Dubbed Eva de Naharon, or Eve of Naharon, the female skeleton has been dated at 13,600 years old.
According to a report in National Geographic News, if that age is accurate, the skeleton-along with three others found in underwater caves along the Caribbean coast of the Yucatan Peninsula-could provide new clues to how the Americas were first populated.
The remains have been excavated over the past four years near the town of Tulum, about 80 miles southwest of Cancºn, by a team of scientists led by Arturo Gonzalez, director of the Desert Museum in Saltillo, Mexico.
"We don't now how the people, whose remains were found in the caves, arrived and whether they came from the Atlantic, the jungle, or inside the continent," Gonzalez said.
"But we believe these finds are the oldest yet to be found in the Americas and may influence our theories of how the first people arrived," he added.
Concepcion Jimenez, director of physical anthropology at Mexico's National Institute of Anthropology and History, has viewed the finds and has said that they may be Mexico's oldest and most important human remains to date.
"Eva de Naharon has the paleo-indian characteristics that make the date seem very plausible," Jimenez said.

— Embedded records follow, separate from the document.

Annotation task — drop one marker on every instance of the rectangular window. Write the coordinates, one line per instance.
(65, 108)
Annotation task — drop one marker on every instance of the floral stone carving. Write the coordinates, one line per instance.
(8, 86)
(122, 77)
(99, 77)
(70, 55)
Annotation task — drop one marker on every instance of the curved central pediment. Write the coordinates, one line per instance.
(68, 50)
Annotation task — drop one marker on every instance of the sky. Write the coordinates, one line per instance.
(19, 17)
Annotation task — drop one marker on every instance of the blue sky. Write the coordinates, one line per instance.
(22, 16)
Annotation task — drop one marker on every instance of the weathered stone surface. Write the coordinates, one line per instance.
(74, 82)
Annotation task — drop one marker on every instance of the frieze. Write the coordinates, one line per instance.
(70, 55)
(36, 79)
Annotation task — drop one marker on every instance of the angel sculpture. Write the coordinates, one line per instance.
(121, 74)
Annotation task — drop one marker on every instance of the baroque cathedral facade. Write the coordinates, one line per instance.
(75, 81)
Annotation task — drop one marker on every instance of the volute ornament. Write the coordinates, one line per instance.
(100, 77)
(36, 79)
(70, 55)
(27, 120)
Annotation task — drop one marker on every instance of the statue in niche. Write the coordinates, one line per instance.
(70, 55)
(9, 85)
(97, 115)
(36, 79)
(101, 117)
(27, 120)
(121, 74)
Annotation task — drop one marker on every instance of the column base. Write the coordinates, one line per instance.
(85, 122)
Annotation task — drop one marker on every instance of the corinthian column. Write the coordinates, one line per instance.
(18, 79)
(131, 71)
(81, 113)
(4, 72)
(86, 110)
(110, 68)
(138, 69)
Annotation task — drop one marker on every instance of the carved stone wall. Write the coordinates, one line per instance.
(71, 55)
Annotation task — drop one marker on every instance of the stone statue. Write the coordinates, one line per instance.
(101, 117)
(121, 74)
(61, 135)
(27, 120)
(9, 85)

The three other skeletons excavated in the caves have been given a date range of 11,000 to 14,000 years ago, based on radiocarbon dating.
The remains were found some 50 feet (15 meters) below sea level in the caves off Tulum. But, at the time, Eve of Naharon is believed to have lived there, sea levels were 200 feet (60 meters) lower, and the Yucatan Peninsula was a wide, dry prairie.
The polar ice caps melted dramatically 8,000 to 9,000 years ago, causing sea levels to rise hundreds of feet and submerging the burial grounds of the skeletons. talactites and stalagmites then grew around the remains, preventing them from being washed out to sea.
Gonzalez has also found remains of elephants, giant sloths, and other ancient fauna in the caves.
If Gonzalez's finds do stand up to scientific scrutiny, they will raise many interesting new questions about how the Americas were first peopled.
Clues from the skeletons' skulls hint that the people may not be of northern Asian descent, which would contradict the dominant theory of New World settlement.
That theory holds that ancient humans first came to North America from northern Asia via a now submerged land bridge across the Bering Sea.
"The shape of the skulls has led us to believe that Eva and the others have more of an affinity with people from South Asia than North Asia," Gonzalez explained.